The job entry also details the iteration execution time and, in the case of a job currently running, the execution time for the previous iteration.
This Knowledge Script raises an event when a job exceeds its scheduled run time. For example, if a job is scheduled to run every 30 seconds and in iteration n runs for 40 seconds, iteration n + 1 cannot start at its scheduled time, it must start at least 10 seconds later. The following is an example of the detail message.
Details for jobs exceeding scheduled run time at Mon Aug 4 00:33:06 2014 are : Job ID 1273 (UNIX_ExecUtil) Iteration number : 807 (Completed) Iteration start time : Mon Aug 4 00:32:02 2014 Execution time : 6 minutes 56 seconds Next iteration schedule time : Mon Aug 4 00:37:02 2014 Next Iteration schedule delayed by : 1 minutes 56 seconds Note: Please increase the job schedule by at least 1 minutes 56 seconds to correct this problem
The first line details the time the report was generated. Each job that exceeded its scheduled run time has an entry in the detail message. Each entry starts with the agent-assigned job identifier and the Knowledge Script name.
The entry details the execution time and the schedule time for the next iteration. A note indicates how much you should add to the current schedule to bring the iterations back on schedule and prevent future schedule overruns.
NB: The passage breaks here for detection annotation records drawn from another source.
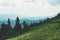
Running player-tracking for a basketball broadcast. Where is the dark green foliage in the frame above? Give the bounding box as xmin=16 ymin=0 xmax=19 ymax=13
xmin=23 ymin=21 xmax=30 ymax=31
xmin=14 ymin=17 xmax=22 ymax=32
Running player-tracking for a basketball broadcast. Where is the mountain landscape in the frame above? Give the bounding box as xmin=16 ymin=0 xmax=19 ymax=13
xmin=6 ymin=15 xmax=60 ymax=40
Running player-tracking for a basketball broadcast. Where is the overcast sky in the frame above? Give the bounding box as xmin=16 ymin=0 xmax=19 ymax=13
xmin=0 ymin=0 xmax=60 ymax=17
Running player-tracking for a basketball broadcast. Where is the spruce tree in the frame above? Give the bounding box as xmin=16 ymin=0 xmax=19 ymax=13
xmin=23 ymin=21 xmax=29 ymax=31
xmin=14 ymin=17 xmax=22 ymax=32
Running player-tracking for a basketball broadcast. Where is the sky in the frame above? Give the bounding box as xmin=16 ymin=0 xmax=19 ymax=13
xmin=0 ymin=0 xmax=60 ymax=17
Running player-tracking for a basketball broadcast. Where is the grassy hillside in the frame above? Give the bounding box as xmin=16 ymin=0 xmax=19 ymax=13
xmin=7 ymin=19 xmax=60 ymax=40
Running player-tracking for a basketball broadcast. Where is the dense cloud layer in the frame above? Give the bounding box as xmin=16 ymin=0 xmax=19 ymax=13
xmin=0 ymin=0 xmax=60 ymax=17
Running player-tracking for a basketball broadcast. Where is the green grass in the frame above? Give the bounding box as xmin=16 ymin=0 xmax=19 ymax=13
xmin=7 ymin=19 xmax=60 ymax=40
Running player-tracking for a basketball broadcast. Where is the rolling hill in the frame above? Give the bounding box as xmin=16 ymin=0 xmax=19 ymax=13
xmin=6 ymin=19 xmax=60 ymax=40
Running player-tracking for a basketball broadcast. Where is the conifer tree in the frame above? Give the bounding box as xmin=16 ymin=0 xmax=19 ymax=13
xmin=14 ymin=17 xmax=22 ymax=32
xmin=23 ymin=21 xmax=29 ymax=31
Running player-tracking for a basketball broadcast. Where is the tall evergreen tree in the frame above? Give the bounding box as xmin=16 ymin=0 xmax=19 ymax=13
xmin=14 ymin=17 xmax=22 ymax=32
xmin=8 ymin=18 xmax=11 ymax=30
xmin=23 ymin=21 xmax=29 ymax=31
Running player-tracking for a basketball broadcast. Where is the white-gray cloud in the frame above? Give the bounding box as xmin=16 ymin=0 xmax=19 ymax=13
xmin=0 ymin=0 xmax=60 ymax=17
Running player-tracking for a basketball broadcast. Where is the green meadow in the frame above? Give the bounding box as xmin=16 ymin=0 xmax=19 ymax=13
xmin=6 ymin=19 xmax=60 ymax=40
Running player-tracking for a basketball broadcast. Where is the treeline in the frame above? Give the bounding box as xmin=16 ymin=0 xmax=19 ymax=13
xmin=0 ymin=13 xmax=60 ymax=40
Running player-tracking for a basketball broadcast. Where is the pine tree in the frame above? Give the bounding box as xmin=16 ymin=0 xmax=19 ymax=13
xmin=14 ymin=17 xmax=22 ymax=32
xmin=8 ymin=18 xmax=12 ymax=31
xmin=23 ymin=21 xmax=29 ymax=31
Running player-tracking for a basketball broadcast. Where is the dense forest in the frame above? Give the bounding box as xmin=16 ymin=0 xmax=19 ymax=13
xmin=0 ymin=13 xmax=60 ymax=40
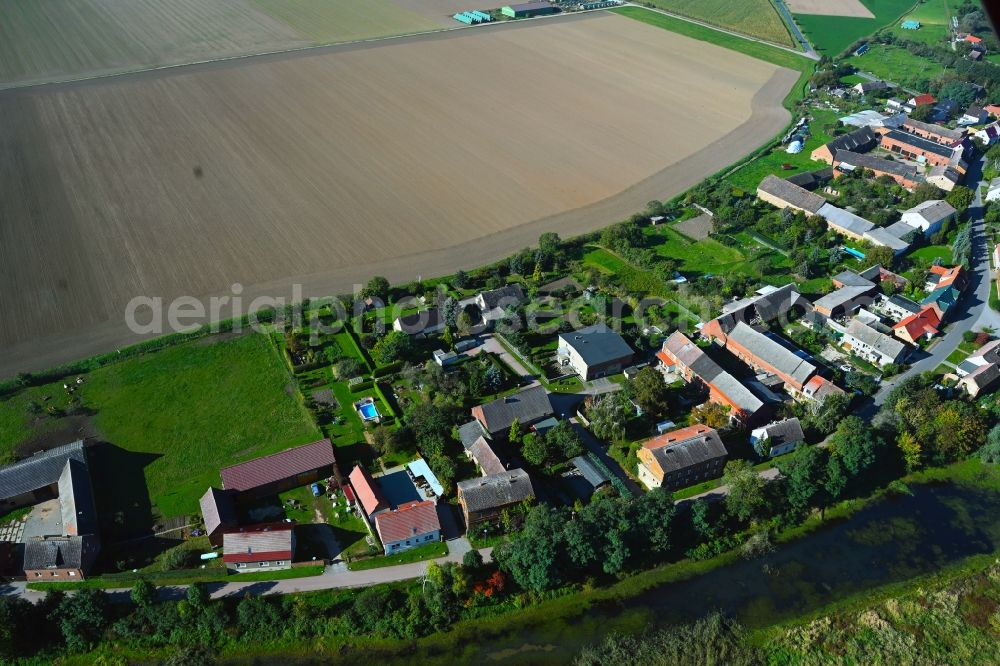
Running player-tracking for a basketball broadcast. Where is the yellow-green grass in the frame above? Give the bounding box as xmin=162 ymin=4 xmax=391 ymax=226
xmin=610 ymin=7 xmax=814 ymax=73
xmin=794 ymin=0 xmax=916 ymax=57
xmin=847 ymin=44 xmax=944 ymax=87
xmin=726 ymin=109 xmax=843 ymax=192
xmin=0 ymin=334 xmax=320 ymax=517
xmin=252 ymin=0 xmax=441 ymax=42
xmin=636 ymin=0 xmax=795 ymax=47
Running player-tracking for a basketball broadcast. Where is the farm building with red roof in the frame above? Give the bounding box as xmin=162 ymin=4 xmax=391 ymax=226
xmin=222 ymin=523 xmax=295 ymax=573
xmin=220 ymin=439 xmax=336 ymax=497
xmin=348 ymin=465 xmax=389 ymax=520
xmin=375 ymin=500 xmax=441 ymax=555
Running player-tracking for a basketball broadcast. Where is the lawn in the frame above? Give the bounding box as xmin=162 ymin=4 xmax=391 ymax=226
xmin=909 ymin=245 xmax=954 ymax=266
xmin=0 ymin=334 xmax=320 ymax=518
xmin=847 ymin=44 xmax=943 ymax=88
xmin=347 ymin=541 xmax=448 ymax=571
xmin=611 ymin=3 xmax=813 ymax=72
xmin=636 ymin=0 xmax=796 ymax=47
xmin=794 ymin=0 xmax=916 ymax=57
xmin=726 ymin=109 xmax=845 ymax=192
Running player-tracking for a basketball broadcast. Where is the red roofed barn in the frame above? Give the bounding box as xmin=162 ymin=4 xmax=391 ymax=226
xmin=375 ymin=500 xmax=441 ymax=555
xmin=219 ymin=439 xmax=336 ymax=497
xmin=222 ymin=523 xmax=295 ymax=573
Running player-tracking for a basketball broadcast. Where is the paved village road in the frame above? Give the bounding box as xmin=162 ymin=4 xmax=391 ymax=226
xmin=0 ymin=542 xmax=493 ymax=603
xmin=865 ymin=158 xmax=1000 ymax=404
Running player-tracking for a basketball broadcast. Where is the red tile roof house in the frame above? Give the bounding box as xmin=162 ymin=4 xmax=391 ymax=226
xmin=656 ymin=331 xmax=769 ymax=425
xmin=348 ymin=465 xmax=390 ymax=521
xmin=222 ymin=523 xmax=295 ymax=573
xmin=892 ymin=306 xmax=941 ymax=344
xmin=219 ymin=439 xmax=337 ymax=497
xmin=375 ymin=500 xmax=441 ymax=555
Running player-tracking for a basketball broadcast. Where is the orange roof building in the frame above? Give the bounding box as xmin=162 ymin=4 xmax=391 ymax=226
xmin=892 ymin=307 xmax=941 ymax=344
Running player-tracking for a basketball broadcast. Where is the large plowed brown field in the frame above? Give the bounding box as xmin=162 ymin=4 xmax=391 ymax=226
xmin=0 ymin=14 xmax=797 ymax=374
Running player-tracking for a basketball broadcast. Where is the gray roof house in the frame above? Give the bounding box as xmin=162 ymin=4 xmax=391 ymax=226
xmin=199 ymin=488 xmax=239 ymax=546
xmin=458 ymin=469 xmax=535 ymax=528
xmin=750 ymin=418 xmax=806 ymax=457
xmin=472 ymin=386 xmax=554 ymax=438
xmin=58 ymin=458 xmax=98 ymax=536
xmin=843 ymin=319 xmax=909 ymax=365
xmin=757 ymin=175 xmax=826 ymax=215
xmin=556 ymin=324 xmax=635 ymax=381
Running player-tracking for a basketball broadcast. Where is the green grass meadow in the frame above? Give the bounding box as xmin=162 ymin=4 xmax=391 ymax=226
xmin=794 ymin=0 xmax=916 ymax=57
xmin=632 ymin=0 xmax=796 ymax=47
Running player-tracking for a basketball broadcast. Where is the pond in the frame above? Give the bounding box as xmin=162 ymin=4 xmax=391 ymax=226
xmin=242 ymin=484 xmax=1000 ymax=664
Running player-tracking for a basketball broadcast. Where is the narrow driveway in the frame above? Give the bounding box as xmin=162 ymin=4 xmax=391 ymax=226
xmin=869 ymin=158 xmax=1000 ymax=404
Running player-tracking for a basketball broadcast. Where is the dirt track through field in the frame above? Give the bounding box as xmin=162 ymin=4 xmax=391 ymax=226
xmin=785 ymin=0 xmax=875 ymax=18
xmin=0 ymin=15 xmax=797 ymax=375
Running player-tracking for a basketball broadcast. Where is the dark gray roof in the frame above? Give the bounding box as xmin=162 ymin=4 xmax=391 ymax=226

This Knowledge Script raises an event when a job exceeds its schedule and is still running. The following is an example of the event detail message.
Details for jobs exceeding scheduled run time at Thu Aug 21 05:55:49 2014 are : Job ID 679 (UNIX_ExecUtil) Iteration number : 4 (Currently Running) Iteration start time : Thu Aug 21 05:55:34 2014 Next iteration Schedule time : Thu Aug 21 05:55:44 2014 Next iteration schedule delayed by : 5 seconds
The first line details the time the report was generated. Each job that exceeded its scheduled run time has an entry in the detail message. Each entry starts with the agent-assigned job identifier and the Knowledge Script name.
The Next iteration schedule delayed by value is based on the time the event was raised. It represents the amount of time the next iteration would be delayed if the current iteration completed now. For example, Job ID 679 is still in process and there is no way to determine exactly when it will end. But based on overrun at the time of this event detail message, the next iteration will be delayed by at least 5 seconds.